On November 25, 2011, I wrote an article on the corrosive impact of corruption on Uganda’s economy and society. I observed that corruption and NRM are inextricably interlinked that you cannot eliminate one without eliminating the other.
I concluded that both must go, using peaceful means in the first instance and resorting to war only as a last resort in self-defense.
A few people have contacted me privately to express opposition to my approach insisting that fire must be fought with fire. This group believes that a militarized NRM must be faced by a militarized response in the first instance.
Because so far I have not been convinced to support war, I wish to elaborate on my arguments in favor of peaceful means in the first instance.

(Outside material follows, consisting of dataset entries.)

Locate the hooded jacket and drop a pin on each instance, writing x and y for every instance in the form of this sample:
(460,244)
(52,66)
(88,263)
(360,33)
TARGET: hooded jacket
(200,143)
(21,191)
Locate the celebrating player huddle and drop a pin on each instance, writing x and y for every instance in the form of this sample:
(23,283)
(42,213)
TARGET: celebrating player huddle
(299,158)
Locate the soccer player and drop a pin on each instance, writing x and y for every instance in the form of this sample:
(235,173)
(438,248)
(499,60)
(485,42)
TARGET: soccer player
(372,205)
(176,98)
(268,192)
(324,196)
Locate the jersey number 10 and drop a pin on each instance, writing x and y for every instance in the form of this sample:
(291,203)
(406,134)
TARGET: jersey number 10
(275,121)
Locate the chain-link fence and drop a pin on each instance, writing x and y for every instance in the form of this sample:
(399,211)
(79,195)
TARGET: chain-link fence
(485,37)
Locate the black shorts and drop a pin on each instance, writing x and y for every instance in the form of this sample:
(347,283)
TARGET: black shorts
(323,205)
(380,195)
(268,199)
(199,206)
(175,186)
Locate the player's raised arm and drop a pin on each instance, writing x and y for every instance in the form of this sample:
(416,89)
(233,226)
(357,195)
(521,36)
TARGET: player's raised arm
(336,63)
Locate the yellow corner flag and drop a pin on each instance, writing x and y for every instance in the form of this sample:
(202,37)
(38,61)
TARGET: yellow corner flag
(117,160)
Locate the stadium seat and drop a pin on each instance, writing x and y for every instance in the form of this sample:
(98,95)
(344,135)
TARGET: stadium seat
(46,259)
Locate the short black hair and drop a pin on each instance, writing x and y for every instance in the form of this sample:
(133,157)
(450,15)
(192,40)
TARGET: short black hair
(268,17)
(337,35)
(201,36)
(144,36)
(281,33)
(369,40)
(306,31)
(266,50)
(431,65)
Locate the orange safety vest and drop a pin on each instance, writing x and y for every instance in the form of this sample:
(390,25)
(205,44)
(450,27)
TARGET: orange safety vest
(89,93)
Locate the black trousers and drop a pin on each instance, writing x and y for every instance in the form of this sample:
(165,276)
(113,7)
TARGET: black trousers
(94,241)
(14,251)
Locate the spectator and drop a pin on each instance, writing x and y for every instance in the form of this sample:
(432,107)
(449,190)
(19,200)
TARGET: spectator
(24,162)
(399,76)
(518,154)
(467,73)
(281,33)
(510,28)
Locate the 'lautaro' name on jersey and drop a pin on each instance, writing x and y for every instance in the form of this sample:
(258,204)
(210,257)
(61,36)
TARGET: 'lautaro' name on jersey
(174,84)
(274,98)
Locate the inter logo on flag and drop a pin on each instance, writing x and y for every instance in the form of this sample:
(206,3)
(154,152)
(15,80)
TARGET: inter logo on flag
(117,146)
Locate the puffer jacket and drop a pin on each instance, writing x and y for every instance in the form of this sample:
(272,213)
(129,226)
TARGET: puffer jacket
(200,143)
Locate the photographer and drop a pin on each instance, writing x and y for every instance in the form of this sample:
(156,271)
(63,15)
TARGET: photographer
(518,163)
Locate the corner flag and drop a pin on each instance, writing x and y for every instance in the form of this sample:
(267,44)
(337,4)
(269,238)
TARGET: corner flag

My simple argument is that we should use water (peaceful means) to extinguish fire because there is ample evidence that it works, witness Eastern Europe in 1989 against communist dictators. If that fails then we have every justification to resort to war to end the suffering of Ugandans. And our friends and well wishers will understand that and extend a helping hand as appropriate. Why do I insist on peaceful means?
First, I believe that NRM regime is very vulnerable and desperate right now. Its economic, political, social and diplomatic image has plummeted. It has small support in Uganda. The majority of Ugandans now understood that they have been impoverished and now are being dispossessed of their assets especially land. They understand the government has refused to feed our children in schools who are dropping out in large numbers. They understand the government has refused to help create jobs for our youth who are unemployed to the tune of over 80 percent. They understand that Uganda has been divided into many unviable districts so that they can be dominated and exploited by the minority in the NRM regime.
In short, Ugandans are quickly learning that the sorry state they are in is due in large part to a deliberate government policy implemented by an uncaring regime. Therefore, there is massive silent discontent out there potentially ready to lend support to organized and collective opposition peaceful efforts to unseat the regime. Opposition leaders should not let this opportunity pass them by. All they need to do is shed selfishness and power hunger and come together in a joint effort to liberate Uganda.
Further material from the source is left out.